Ingatan kita kemudian kembali pada sabda Rasulullah saw, ” Jika Allah swt menghendaki suatu kebaikan atas seseorang hamba, maka ia akan ”menggunakannya”. Para shabat bertanya , ”Apa yang dimaksud menggunakannya ya Rasulullah ?” Rasul saw menjawab, ”Allah swt akan membantunya untuk melakukan amal shalih menjelang kematiannya.”

Saudaraku,
Persiapan lain yang penting kita lakukan untuk mendapat mati syahid adalah, BERKORBAN. Tidak ada mati syahid tanpa pengorbanan. Jihad yang menjadi sarana mati syahid harus diiringi dengan jiwa dan harta, dan keduanya adalah pengorbanan. Basyir bin Al Khashshiyah menceritakan, ia datang untuk brbai’at kepada Rasulullah saw. Ia kemudian ingin diberi dispensasi dua syarat yang harus dinyatakan dalam syarat bai’at ( janji setia ). Ia mengatakan , ” Terhadap dua hal itu, demi Allah aku tidak dapat melakukannya, yakni jihad dan shadaqah.” Basyor menjelaskan bahwa ia khawatir saat berjihad, lari membelakangi musuh dan mendapat murka Allah.
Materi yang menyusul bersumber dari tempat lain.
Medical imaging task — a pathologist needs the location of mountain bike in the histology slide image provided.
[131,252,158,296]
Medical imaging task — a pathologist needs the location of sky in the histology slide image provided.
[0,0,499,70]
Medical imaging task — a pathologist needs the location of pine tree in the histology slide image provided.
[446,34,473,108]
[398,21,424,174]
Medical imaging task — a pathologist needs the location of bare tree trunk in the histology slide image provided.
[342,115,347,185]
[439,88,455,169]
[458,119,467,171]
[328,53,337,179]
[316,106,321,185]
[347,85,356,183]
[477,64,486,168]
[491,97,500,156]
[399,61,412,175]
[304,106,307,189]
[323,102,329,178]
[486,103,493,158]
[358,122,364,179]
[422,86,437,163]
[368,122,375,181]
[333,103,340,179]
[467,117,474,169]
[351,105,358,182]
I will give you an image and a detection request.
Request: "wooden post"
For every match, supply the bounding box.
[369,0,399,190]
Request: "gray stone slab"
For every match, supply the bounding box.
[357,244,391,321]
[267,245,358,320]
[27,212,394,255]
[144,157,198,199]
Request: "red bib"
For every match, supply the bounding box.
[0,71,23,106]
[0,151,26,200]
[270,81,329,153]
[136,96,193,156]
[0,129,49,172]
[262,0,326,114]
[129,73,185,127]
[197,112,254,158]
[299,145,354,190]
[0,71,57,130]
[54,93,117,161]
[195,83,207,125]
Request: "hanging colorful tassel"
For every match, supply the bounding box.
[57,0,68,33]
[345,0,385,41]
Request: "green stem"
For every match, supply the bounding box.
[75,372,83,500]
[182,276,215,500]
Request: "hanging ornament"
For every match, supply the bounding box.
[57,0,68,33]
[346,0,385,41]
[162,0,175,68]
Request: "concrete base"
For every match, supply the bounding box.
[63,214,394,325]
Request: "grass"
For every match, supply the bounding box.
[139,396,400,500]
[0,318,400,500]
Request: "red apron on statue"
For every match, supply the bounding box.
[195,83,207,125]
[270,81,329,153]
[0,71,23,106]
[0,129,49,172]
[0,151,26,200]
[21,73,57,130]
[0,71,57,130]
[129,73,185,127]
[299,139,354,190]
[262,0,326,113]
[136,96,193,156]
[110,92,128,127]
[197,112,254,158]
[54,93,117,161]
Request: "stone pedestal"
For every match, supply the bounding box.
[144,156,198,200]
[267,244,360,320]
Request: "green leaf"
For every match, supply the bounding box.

Sedangkan terkait dengan shadaqah, ia katakan dirinya tidak mempunyai harta kecualis sedikit. Rasululah lalu mengangkat tanganya dan bersabda , ” Jika tanpa jihad dan tanpa shadaqah, jadi bagaimana engkau bisa masuk surga ?” Akhirnya Basyir mengatakan, ” Kalau demikian, aku berbai’at untuk semuanya.”

Saudaraku,
Paersiapan selanjutnya adalah Kesungguhan, Keseriusan yang terkumpul maknanya dalam kata JIHAD. Bagaimana kita bisa memiliki predikat mujahid bila kita tidak berjihad dalam arti tidak memiliki kesungguhan, tidak memberikan secara optimal apa yang kita punya untuk islam? Itulah ang melatarbelakangi perkataan Anas bin Nadhr menjelang perang Uhud, ” Aku mencium bau surga di balik bukit Uhud.” Ia kemudian maju ke medan perang dan gugur.

Saudaraku,
Yang menjadi tujuan bukan kematian itu, tetapi bagaiman substansi dari kematian dan bagaimana posesnya. Ini bukanlah teori bunuh diri yang biasa dilakukan oleh orang orang yang kecewa dan terguncang jiwanya oleh problem hidup. Mati syahid juga bukan perilaku orang penakut yang dibunuh oleh ketakutannya sendiri.